As of the date the site appeared, Hugh Briggs, with data available from websites operated by the State of Maine and assistance gratefully acknowledged below, produced this site. A blog will be added shortly, and I welcome additional voices.
The site stems from an interest in politics and policy in Maine. I grew up on a dairy farm in Maine, and graduated from the University of Maine - Orono with a degree in Economics. I left a brief but enjoyable stint working at the State Department of Marine Resources to obtain a doctorate in Economics from the University of Wisconsin-Madison, and lived and taught for a number of years in Ohio. I returned to Maine in the summer of 2014, currently reside in Bath, and can be reached via email here: email@example.com
Bill Klem, the first major league baseball umpire to be inducted into the Baseball Hall of Fame in Cooperstown, N.Y. is reported to have answered a question about whether a pitch was a ball or a strike by saying "It isn't anything until I call it." On these webpages, the State of Maine's legislative web pages play the role of Bill Klem, and I am the batter asking "What was it?"
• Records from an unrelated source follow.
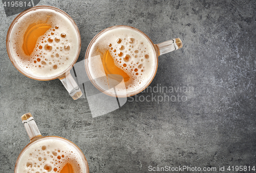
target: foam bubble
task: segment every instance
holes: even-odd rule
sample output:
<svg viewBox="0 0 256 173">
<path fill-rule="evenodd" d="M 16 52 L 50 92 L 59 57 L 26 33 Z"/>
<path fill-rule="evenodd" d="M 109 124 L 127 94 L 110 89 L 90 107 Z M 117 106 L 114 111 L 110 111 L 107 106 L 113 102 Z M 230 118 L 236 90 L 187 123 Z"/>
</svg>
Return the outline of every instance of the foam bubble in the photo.
<svg viewBox="0 0 256 173">
<path fill-rule="evenodd" d="M 51 27 L 38 38 L 34 51 L 28 56 L 22 48 L 24 36 L 28 27 L 37 21 Z M 25 14 L 14 26 L 10 38 L 11 51 L 15 61 L 35 77 L 50 78 L 62 74 L 73 63 L 79 51 L 78 38 L 72 23 L 51 9 L 38 9 Z"/>
</svg>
I care quite a bit about accuracy. As is often said, we are entitled to our opinions (and mine will be available on the blog), we are not entitled to our own set of facts. Votes are extremely likely to be reported accurately here for a variety of boring technical reasons. The State's website sometimes offers conflicting data on sponsorship of bills, so that a legislator who is listed as a sponsor on one part of the State's website is listed as a cosponsor on the part of the State's website that I used. You can obtain links to the two different sources for sponsors/cosponsors on the Useful Links page.
There are literally several thousand links within the site; hopefully they all work. But I would welcome information about any broken links or any other mistakes that may have crept into the data wrangling process; please contact me at firstname.lastname@example.org with the information and receive my public acknowledgement and thanks. I will list corrections at the bottom of this page. I would much rather be corrected than propagate mistaken impressions.
I'd like to express my gratitude to a number of people, sources and vendors that have been helpful in the construction of the site.
Elizabeth Campbell, a talented web and graphic designer (see her work here) expressed early interest in the site; alas, she lacked the time to contribute. As I came to understand (and was becoming daunted by) the challenges of collecting and presenting the data, the Maine People's Alliance Legislative Scorecard arrived in the mail and provided a needed tonic. Their website is here, and their online publication, the Maine Beacon, and weekly podcast illuminate politics in Maine like no other available source.
Gökçe Ergün was extremely helpful with design ideas and willingly shared in the brute force labor of acquiring data. I frequently work with her; my efforts and pleasure in them are always markedly improved by her presence. My sisters, Audrey and Laura, took the time to provide early UX that led to several improvements. With his usual insight, my brother David correctly foresaw that much of the task of producing this website would involve database management; additional future development of the database will yield several toys for the vote data.
This is the first website that I've authored, and I have found several references extremely useful.
I have had excellent experiences with Namecheap as a vendor for the domain name and Digital Ocean as a web host and would recommend each to anyone.
The information on this site is all sourced from various state websites which are provided on the "Useful Links" page, with the exception of the photo of Senator Eric Brakey, which was taken by Gage Skidmore and is used freely with this credit.CORRECTIONS: The site initially claimed to list bills that were by request of constituents, and I misinterpreted a source for this. Another change is the removal of the "First elected" information - it was the Would be term limited date minus 8 years, but some legislators have served prior to the start of this possible 8 year sequence, so that the listing was potentially misleading.